DeVos, who has urged policymakers to “rethink” school and provide new options, said programs like the Academies should be more widely available.
“[Priddy] said up front that this is not a normal high school. My question is, ‘Why shouldn’t it be?,’” she said.
The Trump Administration, including DeVos, has focused on apprenticeships and career education, particularly in the wake of a reauthorization of the country’s career and technical education law last year. DeVos has said that the United States for too long prioritized sending students to four-year colleges rather than educating them for careers.
Students alternate days at the Academies, which focus on STEM, with days in their base high school, where they work on core credits in other subjects, like English and social studies.
“It gives us a break from that traditional classroom. You’re sitting there, textbook — it’s just draining. I love learning here. It’s so much more exciting. It’s more real-world applications,” O’Callahan said.
The school houses three separate programs, but staff try to foster collaboration both within different classes in each program and across programs. There’s also one lunch period for all students, to encourage them to socialize outside their programs.
The Academy of Engineering and Technology offers two- or four-year programs in engineering, information technology, and entrepreneurship.
Three students during the roundtable described their entrepreneurship project, Grow Greenly, a biodegradable plant pot that both helps cut down on plastic waste and provides nutrients for the plants. They won a competition and received $10,000 to help start the business, and they plan to sell the pots more broadly in Loudoun County later this spring.
“I just wanted more knowledge about STEM, and entrepreneurship really intrigued me because I thought that was a great opportunity to combine everything. I never thought I would have my own company. I never thought that I would get here and develop something real,” Pranavi Karnati, one of the Grow Greenly creators, said.
The school also houses the Academy of Science, a four-year multidisciplinary science program. The third program is Monroe Advanced Technical Academy, which offers 27 pathways, each one or two years, including more traditional CTE offerings like cosmetology or automotive repair alongside newer options, like radiology and computer animation.
Another of DeVos’s classroom visits throughout the school’s sprawling building was to the radiology lab — the only program in Virginia for high schoolers, according to Priddy.
There, students worked on identifying structures of the digestive anatomy. They described the process for getting all the appropriate images of a digestive system, from the top and the sides, as akin to looking through different sides of a fish tank. DeVos, recovering from a broken pelvis following a bike accident, said she had been through a similar experience getting an X-ray the day before.
DeVos also visited a makerspace, which offers students a variety of tools and technology to use in creating projects.

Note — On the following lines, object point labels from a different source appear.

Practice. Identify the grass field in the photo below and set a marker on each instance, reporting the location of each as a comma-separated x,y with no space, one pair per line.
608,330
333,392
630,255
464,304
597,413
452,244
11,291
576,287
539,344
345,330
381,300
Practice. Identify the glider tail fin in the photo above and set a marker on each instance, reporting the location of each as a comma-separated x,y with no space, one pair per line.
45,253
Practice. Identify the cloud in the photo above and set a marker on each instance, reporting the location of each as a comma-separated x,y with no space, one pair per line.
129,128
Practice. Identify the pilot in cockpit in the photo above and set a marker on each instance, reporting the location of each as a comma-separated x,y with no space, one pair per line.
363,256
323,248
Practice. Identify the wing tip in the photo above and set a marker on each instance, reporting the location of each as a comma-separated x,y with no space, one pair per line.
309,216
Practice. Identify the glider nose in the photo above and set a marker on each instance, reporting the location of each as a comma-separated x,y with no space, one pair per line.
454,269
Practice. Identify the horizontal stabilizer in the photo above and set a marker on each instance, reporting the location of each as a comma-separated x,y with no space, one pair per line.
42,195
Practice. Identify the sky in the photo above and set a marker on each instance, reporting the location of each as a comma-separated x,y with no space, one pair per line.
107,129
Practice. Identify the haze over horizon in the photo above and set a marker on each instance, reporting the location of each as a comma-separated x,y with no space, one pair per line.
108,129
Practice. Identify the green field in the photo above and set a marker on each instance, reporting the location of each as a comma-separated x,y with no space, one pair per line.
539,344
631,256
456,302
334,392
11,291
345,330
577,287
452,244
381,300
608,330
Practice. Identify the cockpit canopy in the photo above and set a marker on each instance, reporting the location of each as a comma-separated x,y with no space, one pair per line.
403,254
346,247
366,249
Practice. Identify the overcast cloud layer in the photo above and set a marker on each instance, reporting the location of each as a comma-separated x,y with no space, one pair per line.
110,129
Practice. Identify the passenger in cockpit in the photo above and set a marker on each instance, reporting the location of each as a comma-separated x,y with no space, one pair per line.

She spent several minutes talking with Ford Downer about the small 3-D model of what will be a “tiny house” he built, pulled by a remote-controlled car.
O’Callahan and Hernandez, the hydroponic botanists, are both in their first year at the school, but they are already looking to how it will impact their education trajectories after graduation.
Hernandez expects the hands-on experience he’s gained to give him a leg up in college applications.
O’Callahan came to the program looking to try out a possible career.
“I just came here to get that exposure to find out if I really want to do this, and I’m starting to figure out I really want to,” she said.